En décembre, quand la Cour suprême les eut déboutés, Anthony Amsterdam appela Mikal. Il expliqua que la décision ne donnait pas raison à l’État d’Utah ni tort aux demandeurs. L’arrêt n’était qu’un refus de statuer immédiatement. Il ne s’agissait donc pas d’une défaite mais d’un simple revers. Bessie ou Mikal pouvaient encore présenter la même requête devant un tribunal fédéral d’instance inférieure. Puis l’affaire remonterait l’échelle judiciaire.
Mikal répondit cependant que Gary avait téléphoné à sa mère pour lui demander de n’en rien faire.
Apparemment, Bessie avait décidé de lui obéir et de ne pas intervenir. Toute nouvelle action devrait donc être entreprise par Mikal lui-même, mais il avoua à Amsterdam qu’il n’avait encore rien décidé et qu’il lui faudrait peut-être aller en Utah pour concrétiser ses idées. Il confia d’ailleurs à Amsterdam que la perspective de ce voyage lui faisait horreur.
Amsterdam lui fit remarquer que les Damico ne tiendraient pas forcément à ce qu’il rencontre son frère. Il assura qu’il ne prétendait pas connaître les intentions de Vern Damico mais que cet oncle et ses avocats pourraient bénéficier financièrement de l’exécution du condamné. Ils comprendraient sûrement que Mikal pourrait influencer Gary et lui faire abandonner sa position. Tout en se croyant eux-mêmes fort honnêtes, convenables et imbus d’esprit de famille, ils ne semblaient pas portés à agir.
Mikal se prépara quand même pour le voyage.

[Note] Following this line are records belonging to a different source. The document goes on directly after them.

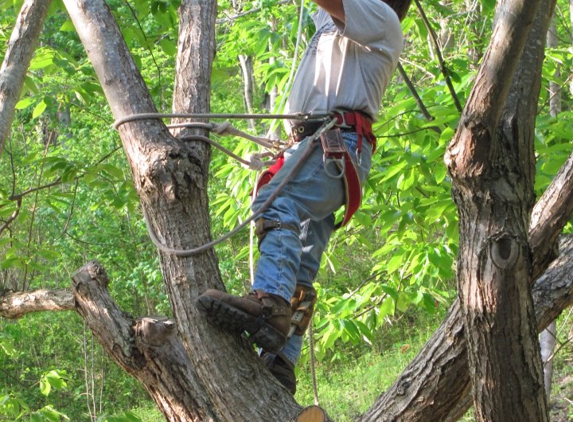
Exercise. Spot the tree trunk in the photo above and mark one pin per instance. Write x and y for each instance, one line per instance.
(491, 162)
(227, 382)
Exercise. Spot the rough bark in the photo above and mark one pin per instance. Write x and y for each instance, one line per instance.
(170, 176)
(20, 50)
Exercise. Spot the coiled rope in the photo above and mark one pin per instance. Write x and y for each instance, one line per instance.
(328, 124)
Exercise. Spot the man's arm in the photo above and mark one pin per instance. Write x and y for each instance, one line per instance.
(333, 7)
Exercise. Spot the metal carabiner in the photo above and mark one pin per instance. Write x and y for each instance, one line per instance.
(338, 162)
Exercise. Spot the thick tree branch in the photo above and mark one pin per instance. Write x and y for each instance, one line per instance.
(436, 384)
(17, 60)
(550, 215)
(15, 305)
(148, 349)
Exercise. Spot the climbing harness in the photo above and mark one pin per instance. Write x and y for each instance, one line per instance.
(335, 153)
(319, 124)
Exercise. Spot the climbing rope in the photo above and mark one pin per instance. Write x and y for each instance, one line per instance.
(147, 116)
(190, 252)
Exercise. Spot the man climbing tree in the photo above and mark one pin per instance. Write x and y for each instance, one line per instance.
(344, 73)
(200, 373)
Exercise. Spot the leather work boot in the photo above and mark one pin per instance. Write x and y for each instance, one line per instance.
(282, 369)
(264, 316)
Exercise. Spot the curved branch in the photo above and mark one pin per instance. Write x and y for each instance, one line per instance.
(15, 305)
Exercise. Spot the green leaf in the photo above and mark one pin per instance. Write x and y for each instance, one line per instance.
(25, 102)
(39, 109)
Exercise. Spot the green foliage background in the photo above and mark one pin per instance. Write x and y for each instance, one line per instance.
(66, 194)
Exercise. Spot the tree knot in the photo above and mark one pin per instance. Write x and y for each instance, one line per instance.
(504, 251)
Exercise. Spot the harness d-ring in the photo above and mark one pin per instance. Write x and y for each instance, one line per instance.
(338, 162)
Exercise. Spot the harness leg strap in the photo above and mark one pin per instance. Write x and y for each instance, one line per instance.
(263, 225)
(302, 306)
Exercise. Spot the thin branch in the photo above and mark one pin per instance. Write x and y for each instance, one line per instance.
(414, 92)
(443, 68)
(17, 60)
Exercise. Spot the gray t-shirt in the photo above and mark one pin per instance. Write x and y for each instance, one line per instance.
(348, 65)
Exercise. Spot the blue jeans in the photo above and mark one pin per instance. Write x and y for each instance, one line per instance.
(307, 202)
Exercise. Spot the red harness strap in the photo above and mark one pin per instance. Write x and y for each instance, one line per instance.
(353, 191)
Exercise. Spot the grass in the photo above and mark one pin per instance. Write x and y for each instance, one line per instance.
(347, 387)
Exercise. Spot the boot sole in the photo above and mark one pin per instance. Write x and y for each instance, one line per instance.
(236, 321)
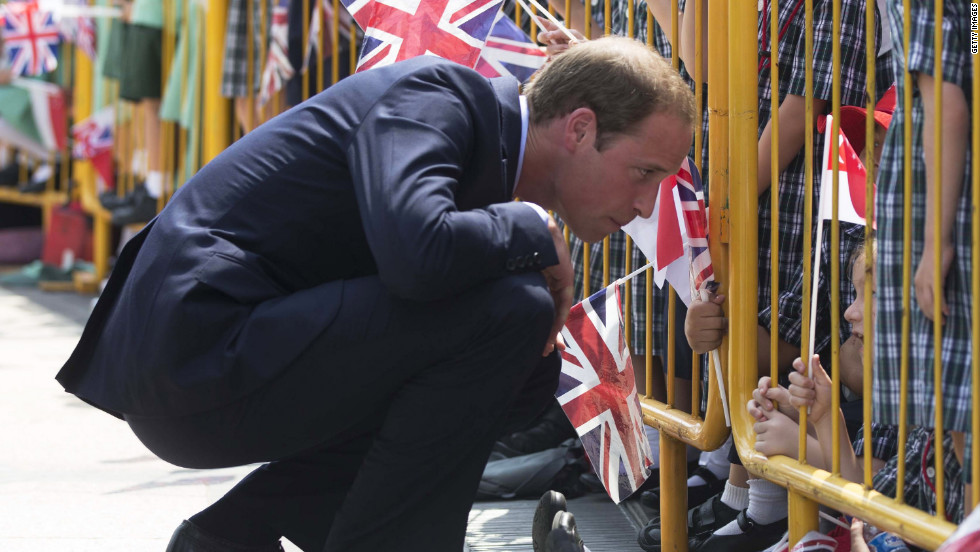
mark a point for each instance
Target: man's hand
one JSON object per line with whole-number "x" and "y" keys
{"x": 925, "y": 285}
{"x": 559, "y": 280}
{"x": 554, "y": 39}
{"x": 705, "y": 324}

Le 11 janvier, Richard Giauque accueillit Mikal à l’aéroport de Salt Lake et le conduisit à Point of the Moutain. Comme sa voiture personnelle était en réparation, il se présenta dans la Limousine de son associé : une Rolls Royce argentée. Il ne manqua pas de s’en excuser. Accablé à la perspective d’une entrevue avec un frère qui risquait de se montrer hostile, Mikal remarqua à peine cette somptuosité. Une fois qu’ils eurent franchi le portail de la prison, et quand on les escorta sur l’allée limitée par des hautes clôtures en fil de fer conduisant au quartier de haute surveillance, long bâtiment pareil à un entrepôt, Mikal fut très étonné de ne pas avoir été fouillé. Giauque avait négocié cette visite par l’intermédiaire de Ron Stanger. Il n’y en aurait qu’une seule, de quatre-vingt-dix minutes, « sans aucun contact physique »… Le directeur de la prison avait sans doute changé d’idée car Mikal fut rapidement autorisé à franchir deux portes métalliques coulissantes et introduit dans une pièce de six mètres sur dix : le parloir du quartier. Tout y était peint d’un beige sinistre qui paraissait vieux et délavé. Des mégots de cigarettes jonchaient le sol et plus de dix jours après le Nouvel An un sapin de Noël continuait à perdre ses aiguilles dans un coin. Bref, tout dénotait la négligence et la crasse.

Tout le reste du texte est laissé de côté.